GithubHelp home page GithubHelp logo

kriskieft / vibrant Goto Github PK

View Code? Open in Web Editor NEW

This project forked from anantharamanlab/vibrant

0.0 0.0 0.0 4.61 MB

Virus Identification By iteRative ANnoTation

License: GNU General Public License v3.0

Python 100.00%

vibrant's Introduction

VIBRANT

Virus Identification By iteRative ANnoTation

10/15/2019
Kristopher Kieft
University of Wisconsin-Madison
[email protected]

Version

VIBRANT v1.0.0

Description

VIBRANT is a tool for automated recovery and annotation of bacterial and archaeal viruses, determination of genome completeness, and characterization of virome function from metagenomic assemblies. VIBRANT uses neural networks of protein annotation signatures and genomic features to maximize identification of highly diverse partial or complete viral genomes as well as excise integrated proviruses.

  • Uses neural network machine learning of protein annotation signatures
  • Asigns novel 'v-score' for determining the virus-like nature of all annotations
  • Determines genome completeness
  • Characterizes virome function by metabolic analysis
  • Identifies auxiliary metabolic genes (AMGs)
  • Excises integrated viral genomes from host scaffolds
  • Performs well in diverse environments
  • Recovers novel and abundant viral genomes
  • Built for dsDNA, ssDNA and RNA viruses

VIBRANT uses three databases for identifying viruses and characterizing virome metabolic potential:

Requirements

System Requirements: VIBRANT has been tested and successfully run on Mac, Linux and Ubuntu systems.
Program Dependancies: Python3, Prodigal, HMMER3, gzip, tar, wget (see section below)
Python Dependancies: BioPython, Pandas, Matplotlib, Seaborn, Numpy, Scikit-learn, Pickle (see section below)

Don't worry, these should all be easy and quick to install if you do not already have the requirements satisfied. Suggested methods of installation are with [1] pip (pip3) (https://pypi.org/project/pip/), [2] conda (https://anaconda.org/anaconda/conda), [3] homebrew (https://brew.sh/) or [4] apt (you make need to use 'apt-get' or 'sudo') (https://help.ubuntu.com/lts/serverguide/apt.html). The method will depend on your operating system and setup.
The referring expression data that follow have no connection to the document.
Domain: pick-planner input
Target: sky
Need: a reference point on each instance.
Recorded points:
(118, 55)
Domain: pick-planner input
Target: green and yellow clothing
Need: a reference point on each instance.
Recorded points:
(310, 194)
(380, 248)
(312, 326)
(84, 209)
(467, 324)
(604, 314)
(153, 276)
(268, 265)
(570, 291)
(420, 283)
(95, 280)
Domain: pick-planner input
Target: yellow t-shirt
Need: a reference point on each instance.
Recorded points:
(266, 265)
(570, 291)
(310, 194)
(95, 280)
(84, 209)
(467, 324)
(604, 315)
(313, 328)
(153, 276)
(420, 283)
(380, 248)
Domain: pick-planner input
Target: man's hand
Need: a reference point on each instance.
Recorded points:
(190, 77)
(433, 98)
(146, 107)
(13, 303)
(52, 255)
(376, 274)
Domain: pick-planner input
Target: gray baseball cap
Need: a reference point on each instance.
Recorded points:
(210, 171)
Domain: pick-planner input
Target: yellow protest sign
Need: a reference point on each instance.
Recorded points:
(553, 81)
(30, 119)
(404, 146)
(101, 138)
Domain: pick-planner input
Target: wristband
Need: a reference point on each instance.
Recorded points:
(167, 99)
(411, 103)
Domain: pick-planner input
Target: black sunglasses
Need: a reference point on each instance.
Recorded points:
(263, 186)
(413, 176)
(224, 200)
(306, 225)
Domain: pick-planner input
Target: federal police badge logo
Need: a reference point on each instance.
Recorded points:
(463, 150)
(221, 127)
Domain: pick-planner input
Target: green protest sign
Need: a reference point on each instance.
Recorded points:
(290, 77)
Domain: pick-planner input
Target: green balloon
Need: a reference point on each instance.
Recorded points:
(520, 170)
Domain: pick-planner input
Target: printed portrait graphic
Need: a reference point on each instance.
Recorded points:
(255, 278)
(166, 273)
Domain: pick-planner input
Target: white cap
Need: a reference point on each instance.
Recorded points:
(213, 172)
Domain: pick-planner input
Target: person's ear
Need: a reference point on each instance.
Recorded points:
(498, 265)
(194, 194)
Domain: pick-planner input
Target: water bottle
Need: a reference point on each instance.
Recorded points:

Program Dependancies: Installation

Please ensure the following programs are installed and in your machine's PATH. Note: most downloads will automatically place these programs in your PATH.

Programs:
  1. Python3: https://www.python.org (version >= 3.5)
  2. Prodigal: https://github.com/hyattpd/Prodigal
  3. HMMER3: https://github.com/EddyRivasLab/hmmer
  4. gzip: http://www.gzip.org/
  5. tar: https://www.gnu.org/software/tar/
  6. wget: https://www.gnu.org/software/wget/
Example Installations:
  1. Python3: see Python webpage. You can check your current version using python --version. Required version >= 3.5.
  2. Prodigal: conda install prodigal or brew install prodigal or apt-get install prodigal or GitHub clone
  3. HMMER3: conda install -c bioconda hmmer or brew install hmmer or apt install hmmer or GitHub clone
  4. gzip: you likely already have this installed
  5. tar: you likely already have this installed
  6. wget: you likely already have this installed or brew install wget or apt install wget or pip install wget

Python3 Dependancies: Installation

There are several Python3 dependancies that must be installed as well. You may already have some of these installed.

Packages
  1. BioPython: https://biopython.org/wiki/Download
  2. Pandas: https://pandas.pydata.org/pandas-docs/stable/install.html
  3. Matplotlib: https://matplotlib.org/
  4. Seaborn: https://seaborn.pydata.org/
  5. Numpy: https://numpy.org/
  6. Scikit-learn: https://scikit-learn.org/stable/
  7. Pickle: https://docs.python.org/3/library/pickle.html
Example Installations:
  1. BioPython: pip install biopython or apt-get install python-biopython or conda install -c conda-forge biopython
  2. Pandas: pip install pandas or conda install -c anaconda pandas or apt-get install python-pip
  3. Matplotlib: pip install matplotlib or conda install matplotlib or apt-get install python-matplotlib
  4. Seaborn: pip install seaborn or conda install seaborn
  5. Numpy: pip install numpy or conda install -c anaconda numpy or apt-get install python-numpy
  6. Scikit-learn: pip install -U scikit-learn or conda install scikit-learn
  7. Pickle: this should already come with Python3. If you have issues try pip install pickle-mixin

Running VIBRANT

VIBRANT is built for efficiently running on metagenomes but can also run on individual or small groups of genomes. Each scaffold is considered individually, so results will not vary whether the scaffold is run as part of a metagenome or by itself.

Quick Start

Note: if at any time you are given a "permission denied" error you can run chmod 777 <file_name> or chmod -R 777 <folder_name>. Simply repace <file_name> or <folder_name> with the file/folder that you would like to add permissions to.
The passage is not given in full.